Quando abri os olhos, o homem do meu sonho estava ali, ao lado da caixa, como uma sombra que havia cruzado a tênue linha entre os mundos.
— V-você é o homem do meu sonho. Mas como isso é possível? Como entrou aqui? — eu estava aterrorizado.
— Isso não importa, meu caro. Você quer realmente falhar em cumprir o que pedi. Se não lembra posso clarear as coisas para você — seus olhos brilhavam com uma malevolência insaciável.
— Mas veja bem, não vou perder meu tempo, e o seu também... — Uma risada cortou pausa dramática que o mesmo havia dado, inicialmente baixa e rouca, como o raspar de unhas em um quadro-negro. Gradualmente, ela foi crescendo em intensidade, reverberando pelas paredes e ecoando como um trovão distante. Era uma risada cheia de fria e psicótica, gotejando sarcasmo e desprezo, cada gargalhada prolongando-se mais do que a anterior, como se alguém estivesse saboreando cada momento de terror que provocava. Aquela risada se infiltrava na mente, corroendo a sanidade e deixando um rastro de pavor inexplicável.
— Até amanhã à meia-noite, essa caixa deve estar dentro do orfanato, ou você pode dizendo adeus a sua vidinha medíocre.
Depois dessas palavras, ele desapareceu, deixando um silêncio no ar. Eu pisquei, e de repente, não estava mais no porão. Acordei com um sobressalto, encontrando-me deitado na minha cama, o cobertor pesado sobre mim. Não conseguia lembrar como havia saído do porão, nem como tinha adormecido. Tudo que acontecera parecia um pesadelo interminável, um terror iniciado naquela maldita cabana. Pensando bem, teria sido melhor morrer soterrado na neve.
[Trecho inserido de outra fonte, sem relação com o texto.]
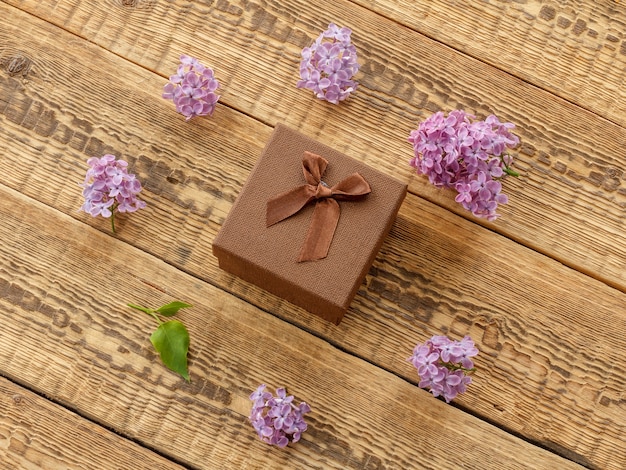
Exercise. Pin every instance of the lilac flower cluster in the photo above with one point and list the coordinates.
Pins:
(442, 365)
(108, 187)
(275, 418)
(466, 155)
(328, 65)
(192, 88)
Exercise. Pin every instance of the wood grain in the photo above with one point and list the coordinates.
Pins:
(191, 184)
(36, 434)
(55, 113)
(569, 203)
(574, 49)
(94, 353)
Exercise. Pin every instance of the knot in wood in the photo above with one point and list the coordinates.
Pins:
(18, 64)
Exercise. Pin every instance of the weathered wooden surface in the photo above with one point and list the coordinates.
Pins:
(36, 434)
(551, 368)
(104, 367)
(571, 164)
(574, 49)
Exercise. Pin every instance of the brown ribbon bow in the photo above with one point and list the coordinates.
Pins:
(326, 212)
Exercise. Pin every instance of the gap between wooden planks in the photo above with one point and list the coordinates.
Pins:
(64, 289)
(569, 202)
(37, 434)
(189, 186)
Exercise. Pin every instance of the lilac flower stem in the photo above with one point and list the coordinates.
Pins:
(507, 169)
(113, 216)
(452, 367)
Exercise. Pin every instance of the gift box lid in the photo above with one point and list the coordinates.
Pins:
(268, 256)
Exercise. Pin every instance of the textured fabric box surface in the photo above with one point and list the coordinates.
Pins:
(267, 256)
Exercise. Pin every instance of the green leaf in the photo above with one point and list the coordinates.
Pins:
(170, 309)
(171, 340)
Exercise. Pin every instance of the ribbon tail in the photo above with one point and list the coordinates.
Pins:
(321, 230)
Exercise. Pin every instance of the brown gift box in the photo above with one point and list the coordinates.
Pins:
(267, 256)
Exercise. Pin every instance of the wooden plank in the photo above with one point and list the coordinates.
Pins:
(576, 51)
(39, 435)
(569, 202)
(80, 345)
(192, 182)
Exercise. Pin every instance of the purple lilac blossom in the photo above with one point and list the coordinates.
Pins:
(443, 365)
(328, 65)
(456, 152)
(192, 88)
(276, 419)
(108, 187)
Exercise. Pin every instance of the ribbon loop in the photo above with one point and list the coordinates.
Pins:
(326, 213)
O dia foi passando, e não parava de pensar naquela loucura, duvidando de minha própria sanidade, e aterrorizado com a possibilidade daquele espírito sombrio cumprir o que prometeu. Fiquei pensando em um modo de entrar no orfanato sem ser visto e onde deixaria a caixa sem gerar dúvidas. Lembrei-me de um dia que fui chamado para consertar uma das camas das crianças e me recordei de que havia um sótão onde eu poderia esconder a mesma.
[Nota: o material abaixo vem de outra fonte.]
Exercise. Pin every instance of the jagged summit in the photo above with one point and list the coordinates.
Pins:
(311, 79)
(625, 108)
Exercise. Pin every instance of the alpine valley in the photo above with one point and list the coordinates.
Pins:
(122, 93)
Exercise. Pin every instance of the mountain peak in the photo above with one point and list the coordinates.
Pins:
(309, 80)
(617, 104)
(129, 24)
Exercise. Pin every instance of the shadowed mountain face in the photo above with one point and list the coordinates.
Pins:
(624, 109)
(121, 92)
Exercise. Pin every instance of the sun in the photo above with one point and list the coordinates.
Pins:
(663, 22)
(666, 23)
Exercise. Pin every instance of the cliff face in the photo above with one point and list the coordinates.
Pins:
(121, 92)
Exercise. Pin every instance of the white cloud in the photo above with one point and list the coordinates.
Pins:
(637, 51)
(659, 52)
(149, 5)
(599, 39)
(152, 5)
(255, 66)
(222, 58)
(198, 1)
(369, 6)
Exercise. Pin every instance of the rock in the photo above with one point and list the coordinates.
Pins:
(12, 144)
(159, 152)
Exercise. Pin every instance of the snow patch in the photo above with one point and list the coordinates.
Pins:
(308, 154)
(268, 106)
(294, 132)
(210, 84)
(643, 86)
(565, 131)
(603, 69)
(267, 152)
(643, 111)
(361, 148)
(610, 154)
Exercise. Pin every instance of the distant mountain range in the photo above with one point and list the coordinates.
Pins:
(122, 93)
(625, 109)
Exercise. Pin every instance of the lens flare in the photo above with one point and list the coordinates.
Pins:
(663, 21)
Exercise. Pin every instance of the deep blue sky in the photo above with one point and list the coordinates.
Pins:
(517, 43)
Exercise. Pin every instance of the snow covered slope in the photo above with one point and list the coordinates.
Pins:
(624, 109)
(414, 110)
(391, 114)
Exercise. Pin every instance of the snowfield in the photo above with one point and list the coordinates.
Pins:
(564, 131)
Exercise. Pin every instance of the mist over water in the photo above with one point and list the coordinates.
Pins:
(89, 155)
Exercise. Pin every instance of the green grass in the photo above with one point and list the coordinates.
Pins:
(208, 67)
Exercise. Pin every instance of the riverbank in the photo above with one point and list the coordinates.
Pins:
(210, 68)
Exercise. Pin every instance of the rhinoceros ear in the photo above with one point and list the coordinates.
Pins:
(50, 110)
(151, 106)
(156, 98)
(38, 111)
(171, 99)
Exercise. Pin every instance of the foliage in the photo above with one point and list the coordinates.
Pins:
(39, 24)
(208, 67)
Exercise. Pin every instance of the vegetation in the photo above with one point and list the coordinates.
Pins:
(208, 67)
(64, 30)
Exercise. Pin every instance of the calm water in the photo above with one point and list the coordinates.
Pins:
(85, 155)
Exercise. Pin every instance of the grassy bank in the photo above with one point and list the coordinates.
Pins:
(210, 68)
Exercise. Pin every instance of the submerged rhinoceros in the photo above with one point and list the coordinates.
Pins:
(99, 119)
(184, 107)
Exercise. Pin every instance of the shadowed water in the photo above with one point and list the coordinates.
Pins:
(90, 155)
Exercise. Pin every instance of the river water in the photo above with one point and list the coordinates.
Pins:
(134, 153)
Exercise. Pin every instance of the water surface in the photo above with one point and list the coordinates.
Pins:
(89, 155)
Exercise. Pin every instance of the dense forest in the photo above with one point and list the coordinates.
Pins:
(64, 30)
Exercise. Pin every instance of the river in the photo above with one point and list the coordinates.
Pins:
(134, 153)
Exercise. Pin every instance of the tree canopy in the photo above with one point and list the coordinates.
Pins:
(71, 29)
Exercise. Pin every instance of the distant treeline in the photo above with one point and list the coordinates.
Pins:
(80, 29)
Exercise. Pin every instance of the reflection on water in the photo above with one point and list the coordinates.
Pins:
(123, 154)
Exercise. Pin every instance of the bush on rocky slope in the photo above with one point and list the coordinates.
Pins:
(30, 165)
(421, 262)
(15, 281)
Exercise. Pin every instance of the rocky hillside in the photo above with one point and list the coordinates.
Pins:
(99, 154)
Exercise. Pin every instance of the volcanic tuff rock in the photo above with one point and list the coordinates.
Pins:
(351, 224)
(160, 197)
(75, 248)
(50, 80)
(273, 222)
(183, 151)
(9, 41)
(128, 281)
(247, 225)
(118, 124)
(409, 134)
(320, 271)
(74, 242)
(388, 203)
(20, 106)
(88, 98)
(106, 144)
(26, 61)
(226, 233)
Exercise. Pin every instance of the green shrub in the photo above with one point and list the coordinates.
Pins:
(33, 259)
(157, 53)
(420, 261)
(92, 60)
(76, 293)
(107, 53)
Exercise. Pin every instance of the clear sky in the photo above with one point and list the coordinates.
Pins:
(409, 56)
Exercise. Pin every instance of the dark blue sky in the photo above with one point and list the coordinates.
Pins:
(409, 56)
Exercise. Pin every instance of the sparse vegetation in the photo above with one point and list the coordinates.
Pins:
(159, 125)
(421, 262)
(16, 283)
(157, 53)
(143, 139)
No dia seguinte, acordei antes do sol nascer, peguei a caixa no porão, que ainda estava intacta, nem mesmo o pó a atingia. Carreguei-a pelas ruas escuras e desertas da vila. Ao chegar ao estabelecimento, encontrei o portão aberto, que também dava ao cemitério, sobre o qual tenho péssimas experiências que prefiro nem adentrar nos detalhes. Foi muito fácil entrar, pois tudo estava inexplicavelmente destrancado, menos a porta do sótão. Tive que pensar rápido numa solução. Escondi-me no banheiro e esperei as crianças saírem. Depois de a última sair, analisei o quarto e peguei meu pé de cabra, que havia levado por debaixo da jaqueta térmica. Não parei para pensar no motivo de ele estar lá, apenas o peguei e arrombei a porta do sótão. Após cinco pancadas, ela abriu, e lá escondi a caixa. Depois disso, saí da construção correndo e comecei a sentir pena de quem fosse encontrá-la.
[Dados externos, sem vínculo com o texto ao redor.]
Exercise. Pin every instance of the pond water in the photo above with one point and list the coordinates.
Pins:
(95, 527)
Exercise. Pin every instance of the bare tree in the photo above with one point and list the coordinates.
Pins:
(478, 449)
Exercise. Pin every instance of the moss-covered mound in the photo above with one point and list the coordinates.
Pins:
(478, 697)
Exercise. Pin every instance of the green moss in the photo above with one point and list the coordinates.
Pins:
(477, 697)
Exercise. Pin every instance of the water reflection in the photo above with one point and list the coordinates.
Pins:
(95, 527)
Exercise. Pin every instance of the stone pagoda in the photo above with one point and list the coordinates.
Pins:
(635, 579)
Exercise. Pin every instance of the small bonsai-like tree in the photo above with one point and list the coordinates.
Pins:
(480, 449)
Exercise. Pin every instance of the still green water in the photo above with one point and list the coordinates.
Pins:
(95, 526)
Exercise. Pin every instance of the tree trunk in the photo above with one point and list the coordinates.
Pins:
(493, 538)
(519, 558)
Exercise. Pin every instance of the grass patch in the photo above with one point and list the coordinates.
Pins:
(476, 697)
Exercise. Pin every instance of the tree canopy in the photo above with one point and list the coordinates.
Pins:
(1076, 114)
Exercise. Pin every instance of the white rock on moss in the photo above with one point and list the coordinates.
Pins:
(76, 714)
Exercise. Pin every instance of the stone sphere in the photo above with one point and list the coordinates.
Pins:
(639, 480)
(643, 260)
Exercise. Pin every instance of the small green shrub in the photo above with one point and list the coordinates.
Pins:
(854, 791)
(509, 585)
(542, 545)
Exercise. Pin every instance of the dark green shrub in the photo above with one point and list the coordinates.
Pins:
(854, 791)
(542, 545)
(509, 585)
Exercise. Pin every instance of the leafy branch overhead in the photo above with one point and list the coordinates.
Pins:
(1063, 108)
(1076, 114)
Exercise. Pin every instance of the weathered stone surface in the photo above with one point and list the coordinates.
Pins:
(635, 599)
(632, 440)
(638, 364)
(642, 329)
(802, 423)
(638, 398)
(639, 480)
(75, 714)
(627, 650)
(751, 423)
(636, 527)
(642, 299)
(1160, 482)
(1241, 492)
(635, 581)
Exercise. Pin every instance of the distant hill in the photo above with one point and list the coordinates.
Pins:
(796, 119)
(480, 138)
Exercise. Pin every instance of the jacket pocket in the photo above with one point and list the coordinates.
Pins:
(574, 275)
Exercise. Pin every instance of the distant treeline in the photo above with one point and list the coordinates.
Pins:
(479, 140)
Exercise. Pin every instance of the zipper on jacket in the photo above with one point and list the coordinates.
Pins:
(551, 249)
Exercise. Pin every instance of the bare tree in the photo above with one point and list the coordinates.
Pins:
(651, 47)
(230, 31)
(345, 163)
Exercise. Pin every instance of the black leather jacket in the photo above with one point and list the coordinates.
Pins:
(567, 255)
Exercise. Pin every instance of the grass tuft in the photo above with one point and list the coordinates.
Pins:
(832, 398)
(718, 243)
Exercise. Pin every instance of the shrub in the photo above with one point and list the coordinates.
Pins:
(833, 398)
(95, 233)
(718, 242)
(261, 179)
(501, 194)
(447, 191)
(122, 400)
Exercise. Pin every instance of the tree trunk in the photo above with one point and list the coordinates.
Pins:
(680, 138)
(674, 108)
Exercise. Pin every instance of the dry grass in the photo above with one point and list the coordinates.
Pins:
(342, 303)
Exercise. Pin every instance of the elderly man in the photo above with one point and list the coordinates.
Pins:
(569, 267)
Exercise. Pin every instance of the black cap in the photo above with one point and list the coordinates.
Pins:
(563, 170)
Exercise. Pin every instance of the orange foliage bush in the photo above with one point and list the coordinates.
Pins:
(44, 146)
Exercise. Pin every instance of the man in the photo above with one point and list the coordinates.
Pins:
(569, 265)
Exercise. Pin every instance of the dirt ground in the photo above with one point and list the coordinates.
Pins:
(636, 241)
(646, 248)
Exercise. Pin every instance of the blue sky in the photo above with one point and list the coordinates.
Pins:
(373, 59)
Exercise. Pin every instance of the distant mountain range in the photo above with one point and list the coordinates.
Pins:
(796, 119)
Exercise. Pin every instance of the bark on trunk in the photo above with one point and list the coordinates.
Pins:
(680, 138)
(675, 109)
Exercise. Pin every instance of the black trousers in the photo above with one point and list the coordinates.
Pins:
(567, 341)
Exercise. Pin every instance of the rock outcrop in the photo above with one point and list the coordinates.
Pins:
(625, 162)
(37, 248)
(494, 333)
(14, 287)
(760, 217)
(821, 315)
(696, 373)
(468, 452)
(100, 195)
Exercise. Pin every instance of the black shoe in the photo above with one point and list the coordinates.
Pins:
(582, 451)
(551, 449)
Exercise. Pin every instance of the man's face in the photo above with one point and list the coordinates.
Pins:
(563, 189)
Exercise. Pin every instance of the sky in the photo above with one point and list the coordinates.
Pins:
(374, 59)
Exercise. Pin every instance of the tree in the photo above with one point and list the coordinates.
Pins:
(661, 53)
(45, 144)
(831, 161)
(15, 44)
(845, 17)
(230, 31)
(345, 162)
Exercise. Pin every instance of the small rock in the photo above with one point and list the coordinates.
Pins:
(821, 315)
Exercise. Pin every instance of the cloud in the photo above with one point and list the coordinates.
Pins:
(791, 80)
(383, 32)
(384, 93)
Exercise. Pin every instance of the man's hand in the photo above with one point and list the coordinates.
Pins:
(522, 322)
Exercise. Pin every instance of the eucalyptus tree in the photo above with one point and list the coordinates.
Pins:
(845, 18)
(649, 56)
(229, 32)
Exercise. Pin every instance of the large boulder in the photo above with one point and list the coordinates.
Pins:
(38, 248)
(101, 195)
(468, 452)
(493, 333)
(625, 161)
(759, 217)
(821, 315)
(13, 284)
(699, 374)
No entanto, mesmo após cumprir o que o espírito ordenara, o tormento não cessou. A entidade continuou a atormentá-lo incessantemente, deixando um rastro de agonia. Ninguém sabia em detalhes as atrocidades que ele ainda enfrentava. Sentia a presença maligna em cada canto, em cada sombra, sua sanidade esvaindo-se lentamente, transformando cada dia em um martírio insuportável. Acho que era exatamente disso que aquela coisa se alimentava. Por quê? Isso ainda é um mistério.
Dias depois, soube que ele mesmo foi encontrado morto na floresta, enforcado. As investigações rapidamente concluíram que se tratava de um suicídio, mas de fato, poucos sabem o que de verdade aconteceu.